The first lock protecting wall 36 is a substantially flat plate that extends back substantially parallel to the lock arm 31 from the front end of the female housing 20, and covers the free end 31b of the lock arm 31 over substantially the entire width from above. Thus, the free end 31b of the lock arm 31 cannot be caught by the wire W or the like before the connecting operation is started, and the lock arm 31 will not be warped. The first lock protecting wall 36 is arranged at a height so that a space between the lock arm 31 and the first lock protecting wall 36 permits entry of the interlocking portion 14 of the male housing 10 upon proper connection. The first lock protecting wall 36 has a length to at cover an area of the lock arm 31 including substantially the entire free end 31b and a part behind the free end 31b. The rear end of the first lock preventing wall 36 is at an intermediate position of the interlocking portion 14 of the male housing 10 at proper connection. In other words, the front end of the interlocking portion 14 projects back from the first lock protecting wall 36 towards the unlocking space 38 at the time of the proper connection.

The front end of the first lock protecting wall 36 is substantially straight along the width direction WD, whereas a rear end 36a thereof is curved along width direction (see FIG. 4). More specifically, the rear end 36a of the first lock protecting wall 36 has a substantially concave arched shape that is retracted moderately forward from the opposite widthwise ends towards the widthwise center. Accordingly, the length of the unlocking space 38 behind the first lock protecting wall 36 in forward and backward directions FBD is longer by the forward retracted amount of the rear end surface 36a of the first lock protecting wall 36 and is longest in the widthwise center.

The second lock protecting wall 37 is a substantially flat plate that extends forward parallel with the lock arm 31 from the rear end of the outer tube 22, and covers the base ends 31a of the lock arm 31 from above over substantially the entire widths. The second lock protecting wall 37 is longer than the first lock protecting wall 36 and is dimensioned to cover an area of the lock arm 31 including the entire base ends 31a and parts before the base ends 31a. Accordingly, the second lock protecting wall 37 covers more of the lock arm 31 than the first lock protecting wall 36. Thus, a part of the lock arm 31 that is exposed through the unlocking space 38, i.e. a part of the lock arm 31 to be operated for unlocking, is displaced towards the free end.

The second lock protecting wall 37 is lower than the first lock protecting wall 36. Thus, a clearance between the second lock protecting wall 37 and the lock arm 31 is smaller than the clearance between the first lock protecting wall 36 and the lock arm 31 and is smaller than a finger F of an operator. Therefore, the finger F of the operator or other external matter cannot enter the clearance between the second lock protecting wall 37 and the lock arm 31 from behind to interfere with the lock arm 31.

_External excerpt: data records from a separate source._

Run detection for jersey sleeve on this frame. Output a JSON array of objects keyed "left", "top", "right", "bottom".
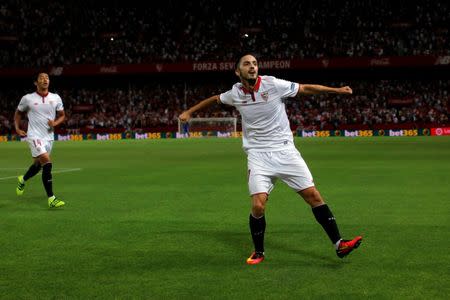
[
  {"left": 219, "top": 90, "right": 234, "bottom": 106},
  {"left": 55, "top": 94, "right": 64, "bottom": 111},
  {"left": 273, "top": 77, "right": 299, "bottom": 99},
  {"left": 17, "top": 96, "right": 28, "bottom": 112}
]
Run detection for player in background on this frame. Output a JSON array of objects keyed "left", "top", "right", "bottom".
[
  {"left": 14, "top": 72, "right": 66, "bottom": 208},
  {"left": 179, "top": 54, "right": 362, "bottom": 264}
]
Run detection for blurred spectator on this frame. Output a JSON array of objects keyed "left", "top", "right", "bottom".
[
  {"left": 0, "top": 0, "right": 448, "bottom": 68},
  {"left": 1, "top": 79, "right": 448, "bottom": 133}
]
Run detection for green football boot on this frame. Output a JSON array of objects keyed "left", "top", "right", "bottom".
[
  {"left": 16, "top": 175, "right": 25, "bottom": 196},
  {"left": 48, "top": 196, "right": 65, "bottom": 208}
]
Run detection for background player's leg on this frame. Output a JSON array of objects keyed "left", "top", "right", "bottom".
[
  {"left": 39, "top": 153, "right": 53, "bottom": 197},
  {"left": 38, "top": 152, "right": 64, "bottom": 208},
  {"left": 23, "top": 158, "right": 42, "bottom": 181},
  {"left": 17, "top": 159, "right": 41, "bottom": 196}
]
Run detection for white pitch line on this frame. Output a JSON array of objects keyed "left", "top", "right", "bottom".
[
  {"left": 0, "top": 167, "right": 77, "bottom": 170},
  {"left": 0, "top": 168, "right": 82, "bottom": 181}
]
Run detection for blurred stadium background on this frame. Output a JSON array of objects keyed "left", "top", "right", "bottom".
[
  {"left": 0, "top": 0, "right": 449, "bottom": 135},
  {"left": 0, "top": 0, "right": 449, "bottom": 298}
]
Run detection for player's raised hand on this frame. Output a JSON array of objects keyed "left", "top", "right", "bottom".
[
  {"left": 179, "top": 111, "right": 191, "bottom": 122},
  {"left": 337, "top": 86, "right": 353, "bottom": 94}
]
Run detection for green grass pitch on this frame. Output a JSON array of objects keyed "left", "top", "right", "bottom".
[{"left": 0, "top": 137, "right": 449, "bottom": 299}]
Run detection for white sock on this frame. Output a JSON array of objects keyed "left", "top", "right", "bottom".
[{"left": 334, "top": 239, "right": 342, "bottom": 250}]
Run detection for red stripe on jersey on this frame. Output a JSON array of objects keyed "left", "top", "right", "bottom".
[
  {"left": 36, "top": 91, "right": 49, "bottom": 97},
  {"left": 241, "top": 76, "right": 262, "bottom": 94},
  {"left": 253, "top": 76, "right": 262, "bottom": 92},
  {"left": 36, "top": 91, "right": 49, "bottom": 103}
]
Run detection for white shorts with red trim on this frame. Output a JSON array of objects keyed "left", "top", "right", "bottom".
[
  {"left": 247, "top": 148, "right": 314, "bottom": 195},
  {"left": 27, "top": 138, "right": 53, "bottom": 158}
]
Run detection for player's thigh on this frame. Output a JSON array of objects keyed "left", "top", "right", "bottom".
[
  {"left": 27, "top": 138, "right": 48, "bottom": 158},
  {"left": 248, "top": 173, "right": 276, "bottom": 195},
  {"left": 276, "top": 149, "right": 314, "bottom": 192},
  {"left": 247, "top": 152, "right": 277, "bottom": 195},
  {"left": 27, "top": 139, "right": 53, "bottom": 163},
  {"left": 45, "top": 140, "right": 54, "bottom": 155}
]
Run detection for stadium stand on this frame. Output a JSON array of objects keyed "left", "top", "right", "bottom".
[
  {"left": 0, "top": 0, "right": 448, "bottom": 134},
  {"left": 0, "top": 0, "right": 448, "bottom": 67},
  {"left": 1, "top": 80, "right": 448, "bottom": 134}
]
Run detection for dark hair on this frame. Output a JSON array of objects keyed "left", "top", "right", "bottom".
[
  {"left": 33, "top": 70, "right": 49, "bottom": 82},
  {"left": 234, "top": 53, "right": 258, "bottom": 70}
]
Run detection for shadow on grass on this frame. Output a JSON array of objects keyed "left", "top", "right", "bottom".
[
  {"left": 122, "top": 229, "right": 346, "bottom": 271},
  {"left": 15, "top": 195, "right": 67, "bottom": 211}
]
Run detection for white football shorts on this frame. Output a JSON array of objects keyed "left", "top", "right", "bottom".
[
  {"left": 247, "top": 148, "right": 314, "bottom": 195},
  {"left": 27, "top": 138, "right": 53, "bottom": 158}
]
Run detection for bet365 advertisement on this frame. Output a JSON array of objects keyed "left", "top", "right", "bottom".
[{"left": 2, "top": 128, "right": 449, "bottom": 142}]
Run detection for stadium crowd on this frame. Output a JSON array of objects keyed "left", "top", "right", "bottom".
[
  {"left": 1, "top": 79, "right": 448, "bottom": 134},
  {"left": 0, "top": 0, "right": 448, "bottom": 134},
  {"left": 0, "top": 0, "right": 448, "bottom": 67}
]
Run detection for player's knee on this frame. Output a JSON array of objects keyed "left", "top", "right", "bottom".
[
  {"left": 39, "top": 155, "right": 51, "bottom": 165},
  {"left": 252, "top": 204, "right": 265, "bottom": 217},
  {"left": 251, "top": 193, "right": 267, "bottom": 217},
  {"left": 299, "top": 187, "right": 324, "bottom": 207},
  {"left": 309, "top": 195, "right": 324, "bottom": 207}
]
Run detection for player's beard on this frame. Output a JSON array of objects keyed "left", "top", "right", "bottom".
[{"left": 244, "top": 77, "right": 257, "bottom": 86}]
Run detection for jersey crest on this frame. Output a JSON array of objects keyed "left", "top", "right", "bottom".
[{"left": 261, "top": 91, "right": 269, "bottom": 101}]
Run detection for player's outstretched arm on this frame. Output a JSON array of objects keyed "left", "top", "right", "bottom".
[
  {"left": 298, "top": 84, "right": 352, "bottom": 95},
  {"left": 179, "top": 95, "right": 220, "bottom": 122},
  {"left": 14, "top": 110, "right": 27, "bottom": 137}
]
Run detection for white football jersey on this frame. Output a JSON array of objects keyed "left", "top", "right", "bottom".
[
  {"left": 17, "top": 92, "right": 64, "bottom": 140},
  {"left": 220, "top": 75, "right": 299, "bottom": 152}
]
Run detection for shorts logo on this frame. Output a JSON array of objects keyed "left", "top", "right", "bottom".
[{"left": 261, "top": 92, "right": 269, "bottom": 101}]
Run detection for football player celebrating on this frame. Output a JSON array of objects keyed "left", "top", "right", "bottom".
[{"left": 179, "top": 54, "right": 362, "bottom": 264}]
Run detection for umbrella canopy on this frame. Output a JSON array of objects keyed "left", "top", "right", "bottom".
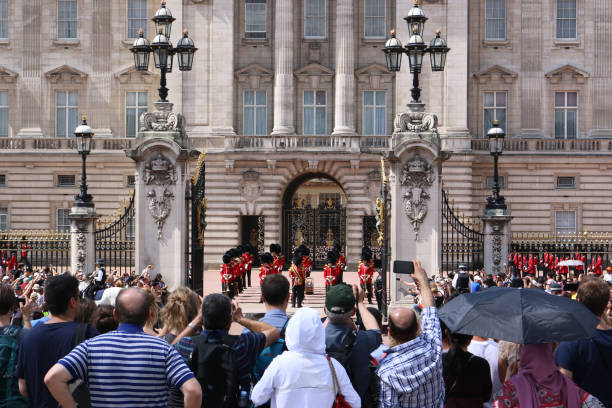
[
  {"left": 438, "top": 287, "right": 599, "bottom": 344},
  {"left": 558, "top": 259, "right": 584, "bottom": 267}
]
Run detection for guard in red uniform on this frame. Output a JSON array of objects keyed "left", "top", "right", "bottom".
[
  {"left": 298, "top": 245, "right": 312, "bottom": 277},
  {"left": 243, "top": 244, "right": 254, "bottom": 287},
  {"left": 258, "top": 252, "right": 274, "bottom": 303},
  {"left": 20, "top": 237, "right": 32, "bottom": 269},
  {"left": 358, "top": 247, "right": 375, "bottom": 304},
  {"left": 289, "top": 251, "right": 306, "bottom": 308},
  {"left": 271, "top": 244, "right": 285, "bottom": 274},
  {"left": 594, "top": 255, "right": 602, "bottom": 275},
  {"left": 220, "top": 252, "right": 235, "bottom": 299},
  {"left": 333, "top": 243, "right": 346, "bottom": 284},
  {"left": 324, "top": 251, "right": 340, "bottom": 293}
]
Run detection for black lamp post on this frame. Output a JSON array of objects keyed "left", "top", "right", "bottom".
[
  {"left": 74, "top": 115, "right": 94, "bottom": 207},
  {"left": 130, "top": 1, "right": 197, "bottom": 102},
  {"left": 485, "top": 120, "right": 507, "bottom": 211},
  {"left": 382, "top": 0, "right": 450, "bottom": 102}
]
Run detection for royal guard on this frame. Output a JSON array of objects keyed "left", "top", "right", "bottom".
[
  {"left": 527, "top": 255, "right": 535, "bottom": 275},
  {"left": 298, "top": 245, "right": 312, "bottom": 277},
  {"left": 230, "top": 248, "right": 243, "bottom": 294},
  {"left": 6, "top": 250, "right": 17, "bottom": 272},
  {"left": 533, "top": 255, "right": 539, "bottom": 274},
  {"left": 594, "top": 255, "right": 602, "bottom": 275},
  {"left": 561, "top": 256, "right": 570, "bottom": 275},
  {"left": 324, "top": 251, "right": 340, "bottom": 293},
  {"left": 20, "top": 237, "right": 32, "bottom": 269},
  {"left": 289, "top": 250, "right": 306, "bottom": 308},
  {"left": 334, "top": 243, "right": 347, "bottom": 284},
  {"left": 358, "top": 247, "right": 375, "bottom": 304},
  {"left": 258, "top": 252, "right": 274, "bottom": 303},
  {"left": 243, "top": 244, "right": 254, "bottom": 287},
  {"left": 220, "top": 252, "right": 235, "bottom": 299},
  {"left": 270, "top": 244, "right": 285, "bottom": 274}
]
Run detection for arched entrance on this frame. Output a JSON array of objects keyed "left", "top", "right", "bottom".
[{"left": 282, "top": 173, "right": 347, "bottom": 270}]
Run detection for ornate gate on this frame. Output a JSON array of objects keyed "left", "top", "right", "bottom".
[
  {"left": 440, "top": 189, "right": 484, "bottom": 272},
  {"left": 95, "top": 193, "right": 136, "bottom": 273},
  {"left": 283, "top": 203, "right": 346, "bottom": 270},
  {"left": 190, "top": 152, "right": 207, "bottom": 295}
]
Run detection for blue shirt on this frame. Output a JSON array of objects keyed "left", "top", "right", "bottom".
[
  {"left": 30, "top": 315, "right": 50, "bottom": 327},
  {"left": 16, "top": 321, "right": 98, "bottom": 408},
  {"left": 242, "top": 308, "right": 289, "bottom": 333},
  {"left": 59, "top": 323, "right": 194, "bottom": 408},
  {"left": 471, "top": 282, "right": 482, "bottom": 293}
]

The finger F of the operator holding the female housing 20 may be placed on the first or second lock protecting walls 36 or 37 during connecting or separating operations. Accordingly, rounded surfaces 39 are formed on the upper or outer corners of the front and rear ends of the lock protecting walls 36, 37. Thus, pressure on the finger F of the operator is reduced to mitigate pain to the operator. In other words, the rounded surfaces 39 of both lock protecting walls 36, 37 can be utilized actively as operable portions for the connecting and separating operations.

An intermediate part 31c of the lock arm 31 between the free end 31b and the base ends 31a is exposed upward through the unlocking space 38 in a direction substantially normal to forward and backward directions FBD. Thus, the intermediate part 31c of the lock arm 31 can be operated from the outside above. This upward direction in which the unlocking space 38 is open is substantially opposite to a downward direction in which the lock arm 31 is displaced during unlocking. This unlocking space 38 communicates with the clearance 34 between the beams 32 of the lock arm 31. Therefore, the operator can unlock the lock arm 31 while inserting the finger F through the unlocking space 38 into the clearance 34 between the both beams 32. A position of the lock arm 31 pressed by the operator at this time is substantially in the widthwise center.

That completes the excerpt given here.